一小眾行色匆匆的小太監頗有些急切的打開了位於皇宮西南角的落羽軒的大門!

今日是新皇登基的日子,這各宮各苑中自是早早的就打掃乾淨了,只不過僅僅隔着一道木門,眼前的落羽軒倒是與外面的大環境顯得格格不入。

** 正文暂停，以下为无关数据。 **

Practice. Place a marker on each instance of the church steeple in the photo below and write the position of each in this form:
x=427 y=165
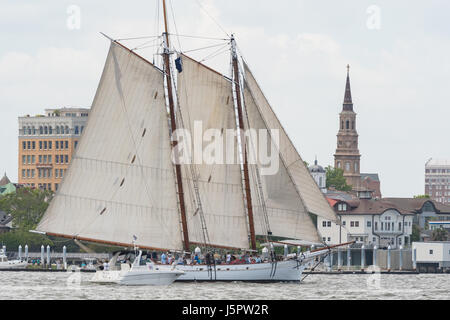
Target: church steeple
x=347 y=156
x=348 y=104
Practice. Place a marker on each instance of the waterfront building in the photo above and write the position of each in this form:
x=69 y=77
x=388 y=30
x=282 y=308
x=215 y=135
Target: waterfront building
x=432 y=255
x=6 y=186
x=47 y=144
x=319 y=175
x=5 y=222
x=382 y=222
x=437 y=180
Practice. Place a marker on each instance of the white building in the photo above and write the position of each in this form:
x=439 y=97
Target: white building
x=432 y=253
x=369 y=222
x=320 y=176
x=437 y=180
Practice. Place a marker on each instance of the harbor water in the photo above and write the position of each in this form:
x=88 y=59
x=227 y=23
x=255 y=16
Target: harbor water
x=76 y=285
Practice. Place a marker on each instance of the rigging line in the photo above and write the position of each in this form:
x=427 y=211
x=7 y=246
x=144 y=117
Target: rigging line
x=216 y=53
x=198 y=37
x=194 y=174
x=146 y=43
x=146 y=47
x=319 y=262
x=174 y=23
x=211 y=17
x=136 y=38
x=207 y=47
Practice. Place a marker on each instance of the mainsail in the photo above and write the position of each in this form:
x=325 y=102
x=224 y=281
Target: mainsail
x=205 y=97
x=306 y=188
x=120 y=185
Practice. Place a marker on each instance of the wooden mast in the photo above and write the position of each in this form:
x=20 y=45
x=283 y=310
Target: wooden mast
x=237 y=87
x=173 y=125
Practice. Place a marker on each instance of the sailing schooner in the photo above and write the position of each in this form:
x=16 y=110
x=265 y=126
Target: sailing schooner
x=126 y=182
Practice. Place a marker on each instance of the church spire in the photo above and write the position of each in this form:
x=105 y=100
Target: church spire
x=348 y=104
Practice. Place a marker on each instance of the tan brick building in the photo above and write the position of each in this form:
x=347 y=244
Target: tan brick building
x=46 y=145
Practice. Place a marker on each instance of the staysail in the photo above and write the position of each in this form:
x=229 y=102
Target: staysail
x=205 y=98
x=120 y=185
x=286 y=213
x=312 y=198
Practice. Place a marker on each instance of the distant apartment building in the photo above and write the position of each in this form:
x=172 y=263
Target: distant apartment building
x=437 y=180
x=46 y=145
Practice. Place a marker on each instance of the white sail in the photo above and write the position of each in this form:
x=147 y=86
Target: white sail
x=120 y=185
x=206 y=96
x=311 y=196
x=286 y=213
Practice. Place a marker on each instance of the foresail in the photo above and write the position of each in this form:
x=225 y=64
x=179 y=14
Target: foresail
x=120 y=184
x=286 y=213
x=205 y=98
x=310 y=194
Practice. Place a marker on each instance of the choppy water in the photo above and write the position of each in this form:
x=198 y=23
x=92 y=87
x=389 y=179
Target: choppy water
x=43 y=285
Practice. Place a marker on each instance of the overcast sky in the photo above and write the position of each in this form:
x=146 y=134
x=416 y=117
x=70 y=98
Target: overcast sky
x=398 y=51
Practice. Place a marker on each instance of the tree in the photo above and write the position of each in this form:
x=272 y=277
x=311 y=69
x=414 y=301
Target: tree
x=335 y=178
x=422 y=196
x=27 y=206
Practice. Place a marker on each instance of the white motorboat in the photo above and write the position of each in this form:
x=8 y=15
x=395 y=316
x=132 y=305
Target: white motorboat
x=137 y=273
x=11 y=264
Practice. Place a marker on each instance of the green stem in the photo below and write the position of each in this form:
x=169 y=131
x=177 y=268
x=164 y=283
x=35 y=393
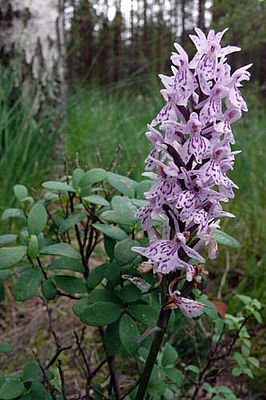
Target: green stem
x=156 y=345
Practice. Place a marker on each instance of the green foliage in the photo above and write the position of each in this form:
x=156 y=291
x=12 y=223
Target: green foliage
x=92 y=213
x=26 y=142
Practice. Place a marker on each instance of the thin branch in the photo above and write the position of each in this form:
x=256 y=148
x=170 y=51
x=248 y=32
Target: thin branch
x=56 y=355
x=113 y=375
x=224 y=276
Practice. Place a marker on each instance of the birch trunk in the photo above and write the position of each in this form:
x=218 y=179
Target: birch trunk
x=33 y=30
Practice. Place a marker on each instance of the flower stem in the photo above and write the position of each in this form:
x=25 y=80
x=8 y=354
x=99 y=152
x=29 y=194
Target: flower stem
x=156 y=345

領頭的小太監許是有些不悅,又或者是不屑,抬袖微微遮掩了一下鼻翼。

“關門!”

衝著身後的幾人吩咐了一句之後來人便直奔着眼前的屋捨去了。

“是。”

站在最末的小太監趕忙應聲,手腳也頗為利落的重新將大門關好。

一眾人踩着積攢在道路上的落葉徑直進到了房內:這落羽軒向來都不是什麼好地方,正經的主子是不會住在這裡的:這是宮裡人都知道的明理。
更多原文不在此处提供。